GitaChapter 11Verse 44

Gita 11.44

Vishvarupa Darshana Yoga

तस्मात्प्रणम्य प्रणिधाय कायं प्रसादये त्वामहमीशमीड्यम् । पितेव पुत्रस्य सखेव सख्युः प्रियः प्रियायार्हसि देव सोढुम् ॥

tasmāt praṇamya praṇidhāya kāyaṁ prasādaye tvām aham īśam īḍyam | piteva putrasya sakheva sakhyuḥ priyaḥ priyāyārhasi deva soḍhum ||

In essence: Prostrating fully, I beg Your grace - please bear with my offenses as a father with a son, a friend with a friend, a lover with the beloved.

A conversation between a seeker and guide to help you feel this verse deeply

Sadhak-Guru Dialogue

Sadhak: "I've said and thought such casual, even irreverent things about God over the years. Now I'm afraid to approach. How can I face the Divine knowing my past?"

Guru: "Did your parents never forgive your childhood rudeness?"

Sadhak: "Of course they did. I was a child. I didn't know better."

Guru: "And from the Divine's perspective, you were - and still are - a child. Even Arjuna, the great warrior, the companion of God himself, approached with this very fear. Yet notice: he didn't run away from Krishna after seeing the terrible form. He ran toward Him, prostrating."

Sadhak: "But I've consciously doubted, consciously mocked. That's different from childish ignorance."

Guru: "Is it? A teenager's rebellion seems conscious to the teenager, but a parent sees it as a phase of growth. Your doubts and mockery - were they really from a place of full knowledge, or from pain, confusion, unmet expectations? Even your worst irreverence was the cry of a child who felt abandoned by a Parent they secretly longed for."

Sadhak: "So I just... prostrate and ask forgiveness?"

Guru: "Not 'just.' You prostrate with your whole being - body, mind, heart. You acknowledge without excuses. And then you trust. The verse says 'arhasi soḍhum' - You are worthy of bearing this. Arjuna appeals to Krishna's capacity to forgive, not his own worthiness to be forgiven. That's the shift: from my unworthiness to Your worthiness."
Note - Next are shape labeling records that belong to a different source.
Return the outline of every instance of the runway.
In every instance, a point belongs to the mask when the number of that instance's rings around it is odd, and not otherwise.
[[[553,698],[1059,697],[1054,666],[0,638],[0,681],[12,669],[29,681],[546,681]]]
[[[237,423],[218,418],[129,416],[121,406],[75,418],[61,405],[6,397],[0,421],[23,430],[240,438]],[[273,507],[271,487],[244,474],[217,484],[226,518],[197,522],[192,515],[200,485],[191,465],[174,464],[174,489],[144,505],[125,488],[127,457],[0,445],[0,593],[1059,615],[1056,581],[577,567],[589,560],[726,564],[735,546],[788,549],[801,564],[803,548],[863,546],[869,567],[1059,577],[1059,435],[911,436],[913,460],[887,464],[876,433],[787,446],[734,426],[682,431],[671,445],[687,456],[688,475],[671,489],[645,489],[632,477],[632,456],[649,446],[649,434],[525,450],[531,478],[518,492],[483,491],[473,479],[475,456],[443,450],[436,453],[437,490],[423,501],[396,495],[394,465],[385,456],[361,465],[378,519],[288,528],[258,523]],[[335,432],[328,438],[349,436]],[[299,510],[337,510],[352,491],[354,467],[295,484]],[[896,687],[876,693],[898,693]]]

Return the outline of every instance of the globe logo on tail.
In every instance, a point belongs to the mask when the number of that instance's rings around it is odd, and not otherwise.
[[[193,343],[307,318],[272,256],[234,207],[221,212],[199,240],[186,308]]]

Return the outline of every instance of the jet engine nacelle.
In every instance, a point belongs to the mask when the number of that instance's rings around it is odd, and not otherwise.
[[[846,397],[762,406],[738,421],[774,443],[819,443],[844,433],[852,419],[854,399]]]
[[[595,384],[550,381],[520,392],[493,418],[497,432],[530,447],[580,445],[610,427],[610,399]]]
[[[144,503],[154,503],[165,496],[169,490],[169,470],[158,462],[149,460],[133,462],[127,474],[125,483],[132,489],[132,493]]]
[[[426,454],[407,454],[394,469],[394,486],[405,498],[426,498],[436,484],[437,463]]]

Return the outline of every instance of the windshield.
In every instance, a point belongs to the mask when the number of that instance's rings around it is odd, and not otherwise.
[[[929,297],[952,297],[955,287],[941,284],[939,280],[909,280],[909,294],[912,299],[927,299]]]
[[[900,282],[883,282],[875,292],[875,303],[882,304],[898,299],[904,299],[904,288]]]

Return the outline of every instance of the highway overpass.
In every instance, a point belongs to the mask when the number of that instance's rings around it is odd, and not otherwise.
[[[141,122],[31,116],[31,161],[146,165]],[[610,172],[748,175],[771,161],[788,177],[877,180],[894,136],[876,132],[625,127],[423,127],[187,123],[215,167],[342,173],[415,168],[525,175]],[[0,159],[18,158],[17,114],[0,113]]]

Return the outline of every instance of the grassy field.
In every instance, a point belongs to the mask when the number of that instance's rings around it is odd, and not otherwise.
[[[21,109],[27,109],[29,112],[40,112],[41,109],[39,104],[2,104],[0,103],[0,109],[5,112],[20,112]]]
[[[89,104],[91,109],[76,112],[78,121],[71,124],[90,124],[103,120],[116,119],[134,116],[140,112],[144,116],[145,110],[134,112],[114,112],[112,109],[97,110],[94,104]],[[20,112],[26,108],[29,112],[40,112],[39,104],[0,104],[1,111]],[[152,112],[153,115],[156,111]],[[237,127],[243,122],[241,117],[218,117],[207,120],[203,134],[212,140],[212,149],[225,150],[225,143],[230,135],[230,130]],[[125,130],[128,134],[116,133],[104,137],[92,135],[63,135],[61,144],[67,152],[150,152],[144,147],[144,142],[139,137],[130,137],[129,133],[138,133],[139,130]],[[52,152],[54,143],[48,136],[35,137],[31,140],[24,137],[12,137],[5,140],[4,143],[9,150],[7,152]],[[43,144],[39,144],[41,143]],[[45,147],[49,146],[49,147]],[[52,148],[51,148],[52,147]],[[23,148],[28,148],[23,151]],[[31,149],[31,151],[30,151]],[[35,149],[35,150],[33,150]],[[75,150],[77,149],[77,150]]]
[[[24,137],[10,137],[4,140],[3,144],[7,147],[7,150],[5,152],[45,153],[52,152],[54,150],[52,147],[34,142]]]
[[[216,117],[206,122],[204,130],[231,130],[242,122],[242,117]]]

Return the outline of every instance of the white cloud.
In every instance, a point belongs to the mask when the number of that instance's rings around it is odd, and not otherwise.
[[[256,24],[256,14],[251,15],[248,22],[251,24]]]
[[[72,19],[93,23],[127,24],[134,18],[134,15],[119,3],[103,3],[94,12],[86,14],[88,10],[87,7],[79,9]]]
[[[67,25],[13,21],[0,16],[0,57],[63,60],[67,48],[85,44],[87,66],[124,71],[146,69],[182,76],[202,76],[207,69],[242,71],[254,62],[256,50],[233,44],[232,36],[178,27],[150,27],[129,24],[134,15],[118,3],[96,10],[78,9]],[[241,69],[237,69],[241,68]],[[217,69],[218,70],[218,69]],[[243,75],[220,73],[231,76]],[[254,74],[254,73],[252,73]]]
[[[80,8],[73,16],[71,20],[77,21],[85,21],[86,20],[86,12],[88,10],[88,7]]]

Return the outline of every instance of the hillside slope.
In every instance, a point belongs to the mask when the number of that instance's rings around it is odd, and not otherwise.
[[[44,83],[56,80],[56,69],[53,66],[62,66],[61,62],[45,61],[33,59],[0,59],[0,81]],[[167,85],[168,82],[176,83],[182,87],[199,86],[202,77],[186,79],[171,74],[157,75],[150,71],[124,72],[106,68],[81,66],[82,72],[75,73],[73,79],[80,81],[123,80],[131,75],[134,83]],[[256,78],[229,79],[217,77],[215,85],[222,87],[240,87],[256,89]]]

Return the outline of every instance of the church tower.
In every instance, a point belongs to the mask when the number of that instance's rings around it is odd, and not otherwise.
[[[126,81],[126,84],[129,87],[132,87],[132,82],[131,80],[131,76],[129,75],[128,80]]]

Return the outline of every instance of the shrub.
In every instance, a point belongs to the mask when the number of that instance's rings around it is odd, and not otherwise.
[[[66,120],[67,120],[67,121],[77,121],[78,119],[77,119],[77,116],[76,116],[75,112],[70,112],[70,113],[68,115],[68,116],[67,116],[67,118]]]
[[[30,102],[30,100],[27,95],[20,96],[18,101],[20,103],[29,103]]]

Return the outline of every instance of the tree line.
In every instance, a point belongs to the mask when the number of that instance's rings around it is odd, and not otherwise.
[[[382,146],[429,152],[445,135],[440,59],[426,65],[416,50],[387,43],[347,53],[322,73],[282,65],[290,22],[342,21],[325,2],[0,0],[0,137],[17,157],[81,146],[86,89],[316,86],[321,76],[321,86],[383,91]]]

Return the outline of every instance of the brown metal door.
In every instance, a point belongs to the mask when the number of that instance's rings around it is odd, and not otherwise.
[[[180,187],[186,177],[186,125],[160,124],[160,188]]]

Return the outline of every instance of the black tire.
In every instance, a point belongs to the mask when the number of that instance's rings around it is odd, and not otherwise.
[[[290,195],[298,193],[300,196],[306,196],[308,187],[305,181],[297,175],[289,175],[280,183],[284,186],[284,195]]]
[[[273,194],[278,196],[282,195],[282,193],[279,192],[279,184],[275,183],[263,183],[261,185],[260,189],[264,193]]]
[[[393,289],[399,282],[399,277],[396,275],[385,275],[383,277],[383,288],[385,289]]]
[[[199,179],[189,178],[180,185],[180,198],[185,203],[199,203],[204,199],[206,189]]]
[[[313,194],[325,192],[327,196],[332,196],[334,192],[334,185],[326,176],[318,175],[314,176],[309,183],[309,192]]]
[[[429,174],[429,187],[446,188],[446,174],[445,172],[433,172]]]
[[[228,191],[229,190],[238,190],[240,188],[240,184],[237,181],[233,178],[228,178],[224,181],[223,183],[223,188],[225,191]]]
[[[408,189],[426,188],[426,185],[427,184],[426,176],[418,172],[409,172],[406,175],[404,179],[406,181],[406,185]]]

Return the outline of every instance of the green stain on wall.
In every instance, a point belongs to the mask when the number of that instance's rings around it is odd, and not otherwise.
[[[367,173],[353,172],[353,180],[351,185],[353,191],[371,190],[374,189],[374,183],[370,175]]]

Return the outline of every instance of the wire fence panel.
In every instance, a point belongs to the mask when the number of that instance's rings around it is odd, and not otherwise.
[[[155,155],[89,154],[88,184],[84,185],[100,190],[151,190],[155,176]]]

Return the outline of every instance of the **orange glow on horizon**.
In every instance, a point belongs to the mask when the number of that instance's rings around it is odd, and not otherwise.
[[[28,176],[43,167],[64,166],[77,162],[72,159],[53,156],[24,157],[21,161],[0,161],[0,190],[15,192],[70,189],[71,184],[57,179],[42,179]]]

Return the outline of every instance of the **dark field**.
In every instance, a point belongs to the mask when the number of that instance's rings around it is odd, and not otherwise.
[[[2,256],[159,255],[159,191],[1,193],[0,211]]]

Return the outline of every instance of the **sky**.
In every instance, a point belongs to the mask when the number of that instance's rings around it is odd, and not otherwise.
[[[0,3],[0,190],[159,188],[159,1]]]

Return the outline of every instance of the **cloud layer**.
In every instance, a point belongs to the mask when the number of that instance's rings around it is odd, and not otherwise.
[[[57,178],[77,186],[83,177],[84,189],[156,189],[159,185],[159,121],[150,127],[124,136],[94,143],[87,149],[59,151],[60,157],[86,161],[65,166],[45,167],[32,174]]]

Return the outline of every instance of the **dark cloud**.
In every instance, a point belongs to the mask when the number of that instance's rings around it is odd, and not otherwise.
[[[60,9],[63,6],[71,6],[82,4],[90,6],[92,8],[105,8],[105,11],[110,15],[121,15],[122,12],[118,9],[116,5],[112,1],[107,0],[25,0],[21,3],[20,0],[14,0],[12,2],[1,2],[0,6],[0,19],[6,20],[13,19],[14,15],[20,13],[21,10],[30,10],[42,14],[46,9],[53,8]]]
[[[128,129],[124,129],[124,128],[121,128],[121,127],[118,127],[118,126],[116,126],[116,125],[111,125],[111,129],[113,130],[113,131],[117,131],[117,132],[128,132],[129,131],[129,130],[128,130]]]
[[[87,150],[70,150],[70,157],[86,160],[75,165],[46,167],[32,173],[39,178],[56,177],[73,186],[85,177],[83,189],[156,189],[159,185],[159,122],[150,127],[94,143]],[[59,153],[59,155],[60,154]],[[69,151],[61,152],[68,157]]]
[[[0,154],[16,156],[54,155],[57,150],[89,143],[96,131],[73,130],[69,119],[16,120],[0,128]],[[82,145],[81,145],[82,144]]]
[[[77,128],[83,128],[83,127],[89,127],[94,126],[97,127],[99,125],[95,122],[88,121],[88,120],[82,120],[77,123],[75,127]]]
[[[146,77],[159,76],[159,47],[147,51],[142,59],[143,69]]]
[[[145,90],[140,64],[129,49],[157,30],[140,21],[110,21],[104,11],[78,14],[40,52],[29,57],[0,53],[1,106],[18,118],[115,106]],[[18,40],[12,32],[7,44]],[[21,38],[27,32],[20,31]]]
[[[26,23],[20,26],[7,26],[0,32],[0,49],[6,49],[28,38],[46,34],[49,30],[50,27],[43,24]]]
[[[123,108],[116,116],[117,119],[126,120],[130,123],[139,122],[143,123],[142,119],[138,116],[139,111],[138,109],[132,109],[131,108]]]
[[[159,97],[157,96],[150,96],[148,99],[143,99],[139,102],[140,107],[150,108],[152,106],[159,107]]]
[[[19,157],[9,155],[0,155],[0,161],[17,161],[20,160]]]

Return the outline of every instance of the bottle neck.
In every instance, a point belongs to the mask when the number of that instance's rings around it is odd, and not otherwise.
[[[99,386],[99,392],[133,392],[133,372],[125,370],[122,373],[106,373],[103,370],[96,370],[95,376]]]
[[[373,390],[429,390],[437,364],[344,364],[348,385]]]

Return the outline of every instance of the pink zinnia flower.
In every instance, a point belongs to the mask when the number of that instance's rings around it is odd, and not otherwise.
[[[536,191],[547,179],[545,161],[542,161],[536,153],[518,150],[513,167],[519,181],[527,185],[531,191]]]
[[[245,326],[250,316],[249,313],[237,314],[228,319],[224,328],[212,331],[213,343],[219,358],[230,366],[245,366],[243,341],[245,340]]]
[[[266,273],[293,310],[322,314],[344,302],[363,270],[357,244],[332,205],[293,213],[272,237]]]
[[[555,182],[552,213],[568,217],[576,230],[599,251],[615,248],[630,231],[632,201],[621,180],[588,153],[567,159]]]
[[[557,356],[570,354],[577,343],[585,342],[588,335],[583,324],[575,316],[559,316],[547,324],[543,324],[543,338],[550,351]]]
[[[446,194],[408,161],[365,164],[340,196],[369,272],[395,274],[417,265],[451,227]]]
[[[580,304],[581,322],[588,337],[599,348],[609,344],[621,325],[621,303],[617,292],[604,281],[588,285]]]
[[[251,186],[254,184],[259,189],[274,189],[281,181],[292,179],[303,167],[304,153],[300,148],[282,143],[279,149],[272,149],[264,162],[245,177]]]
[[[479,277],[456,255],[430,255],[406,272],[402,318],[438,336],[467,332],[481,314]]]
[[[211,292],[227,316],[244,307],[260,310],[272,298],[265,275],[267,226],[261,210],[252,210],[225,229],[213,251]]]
Did this resonate with you? Share it with someone who needs to hear this.

🌅 Daily Practice

🌅 Morning

Full prostration: If possible, perform one full-body prostration (ashtanga pranam or sajda) in the morning. Not as mere ritual, but as Arjuna did - acknowledging past offenses, seeking grace for the day ahead. If physical prostration isn't possible, mentally imagine your entire being touching the Divine's feet.

☀️ Daytime

Three-relationship awareness: Through the day, notice which relationship with the Divine feels most natural in different moments. In confusion, perhaps the parent-child relationship (seeking guidance). In joy, perhaps the friend relationship (sharing happiness). In beauty or love, perhaps the beloved relationship (feeling drawn toward the beautiful). Let yourself flow between these without judgment.

🌙 Evening

Forgiveness request: Before sleep, mentally review any moment you spoke or thought irreverently about the Divine, life, or existence itself. Without guilt, simply offer: 'Bear with me. I am still learning who You are.' Feel the tolerance of an infinite Parent, Friend, and Beloved who has witnessed all your lifetimes and still awaits your recognition.

Common Questions

Isn't it inappropriate to relate to God as friend or beloved? Shouldn't we maintain reverent distance?
Different traditions emphasize different relationships, but the Gita explicitly validates multiple approaches. The very fact that Arjuna mentions all three - father (reverent), friend (intimate), beloved (passionate) - shows that devotion can flow through any genuine emotional channel. God is not diminished by intimacy; He is glorified by the variety of ways hearts can approach Him. A father who is only feared is not fully known; a friend who is only worshipped is not truly befriended. Love requires closeness, and closeness invites informality.
If Arjuna had to ask forgiveness, does this mean his earlier behavior was actually sinful?
Not sinful in the sense of moral transgression, but inappropriate given the reality he didn't know. Before the vision, Arjuna treated Krishna as an exceptional human friend - appropriate behavior if that's what Krishna was. After the vision, that treatment is revealed as inadequate, like calling your king by a nickname in public after discovering he's royalty. The request for forgiveness isn't about guilt but about recalibrating the relationship to match reality. Arjuna's 'offenses' were innocent, but the relationship must now deepen.
Why does Arjuna 'prostrate his body' - isn't mental surrender enough?
Body and mind are not separate. Arjuna's body was trembling with fear - that fear needed physical expression of surrender to resolve. Also, prostration involves the ego-center (the head) touching the ground, symbolizing the ego surrendering to what it cannot comprehend. Mental surrender without bodily expression often remains abstract; the body needs to participate in what the mind decides. This is why physical practices (prostrations, mudras, asanas) are part of all spiritual traditions - they ground mental intentions in physical reality.